Per quanto possa sembrare a prima vista incongruente una simile riflessione di fronte agli atti vandalici cui abbiamo assistito in questi giorni, che rivelano l'incolpevole fallimento dell'impresa educativa, non è possibile rinunciare all'idea che l'istruzione, e l'istruzione ad alto contenuto civico e formativo, resti l'unico serio antidoto - di pertinenza della scuola - al degrado e alla devianza. Per questo non appaia peregrino affiancare alla predisposizione degli strumenti di governo dell'emergenza la riflessione di carattere culturale e didattico che possa consentire ai bravi (per unanime riconoscimento delle famiglie della zona) e coraggiosi insegnanti che operano in questi contesti scelte innovative ancor più coraggiose, modalità creative e magari fin ora impensate di reinterpretare le discipline scolastiche in maniera compatibile con lo specifico contesto territoriale.
All'interno della indubbia consapevolezza che la questione del conoscere e dell'apprendere è solo uno dei nodi del problema, forse la direzione regionale dell'istruzione e il Csa provinciale, in sinergia con gli enti preposti alla formazione dei docenti e con gruppi di docenti espressi da queste scuole che in questo modo troverebbero occasione di sostegno e confronto, potrebbero costituire un tavolo permanente di riflessione che affronti anche il nodo culturale della questione scuole a rischio: un tavolo che si interroghi su come sia possibile immaginare situazioni formative sempre più coinvolgenti, sempre più numerose, che abbiano la capacità di intercettare, prima che sia troppo tardi, la sfera emotivo-relazionale di questi giovani per riorientarne, dove possibile, la gerarchia dei valori e dei modelli culturali.

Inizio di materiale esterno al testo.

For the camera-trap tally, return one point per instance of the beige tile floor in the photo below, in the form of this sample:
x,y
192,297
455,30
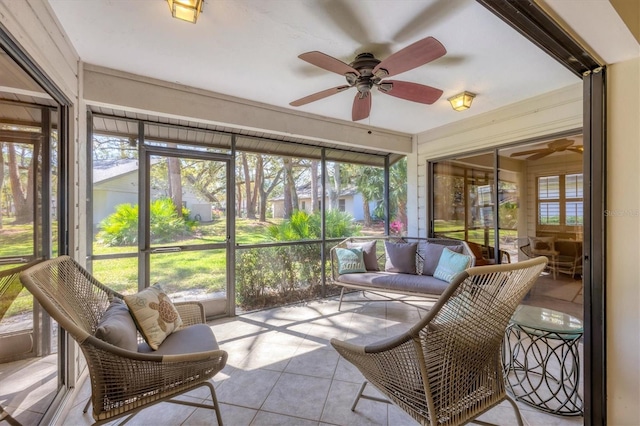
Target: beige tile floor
x,y
283,371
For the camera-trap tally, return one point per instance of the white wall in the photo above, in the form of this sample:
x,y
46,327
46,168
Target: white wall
x,y
120,90
553,112
623,234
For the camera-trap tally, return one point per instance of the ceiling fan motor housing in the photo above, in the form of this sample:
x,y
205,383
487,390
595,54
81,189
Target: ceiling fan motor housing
x,y
364,64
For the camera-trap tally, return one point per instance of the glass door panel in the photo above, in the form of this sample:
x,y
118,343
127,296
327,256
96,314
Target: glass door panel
x,y
187,229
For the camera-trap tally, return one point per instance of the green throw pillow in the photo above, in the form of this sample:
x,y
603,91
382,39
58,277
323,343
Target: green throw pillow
x,y
350,261
451,264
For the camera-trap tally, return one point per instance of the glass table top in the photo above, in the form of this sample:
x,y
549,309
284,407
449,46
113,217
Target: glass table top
x,y
545,319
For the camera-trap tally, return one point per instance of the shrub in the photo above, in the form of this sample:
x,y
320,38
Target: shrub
x,y
121,227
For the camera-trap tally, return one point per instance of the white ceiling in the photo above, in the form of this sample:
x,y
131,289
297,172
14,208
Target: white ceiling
x,y
249,49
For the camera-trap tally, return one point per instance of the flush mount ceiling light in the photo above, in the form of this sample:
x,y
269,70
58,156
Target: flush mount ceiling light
x,y
187,10
462,101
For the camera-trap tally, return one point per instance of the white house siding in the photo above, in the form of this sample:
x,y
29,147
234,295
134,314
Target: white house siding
x,y
123,189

È molto rischioso confinare la questione delle scuole a rischio in ambito esclusivamente giudiziario, sociale o anche genericamente pedagogico, lasciando fuori, come utopia impraticabile, la questione dello sviluppo culturale. Se l'articolo 3 della Costituzione affida alla Repubblica, e quindi anche e soprattutto alle istituzioni scolastiche, un compito di decondizionamento, esso non può essere demandato esclusivamente a supporti di carattere contestuale, ma deve investire anche il proprium della scuola che resta, ovunque e comunque, quello di favorire l'incontro dei giovani e giovanissimi con la cultura, nell'accezione più larga del termine, che include cittadinanza, legalità, senso del pubblico, senso delle relazioni sociali e quant'altro. A meno di ritenere che possano esistere luoghi, nel nostro territorio nazionale, nei quali quell'articolo della Costituzione risulta inapplicabile e pertanto l'istituzione scolastica non ha motivo di esistere. Ma sono proprio le porte divelte dell'istituto Falcone a contraddire quest'idea: chi distrugge riconosce comunque l'esistenza di chi vuole distruggere, e la riconosce come nemica. Basta questo a restituire il senso di una presenza.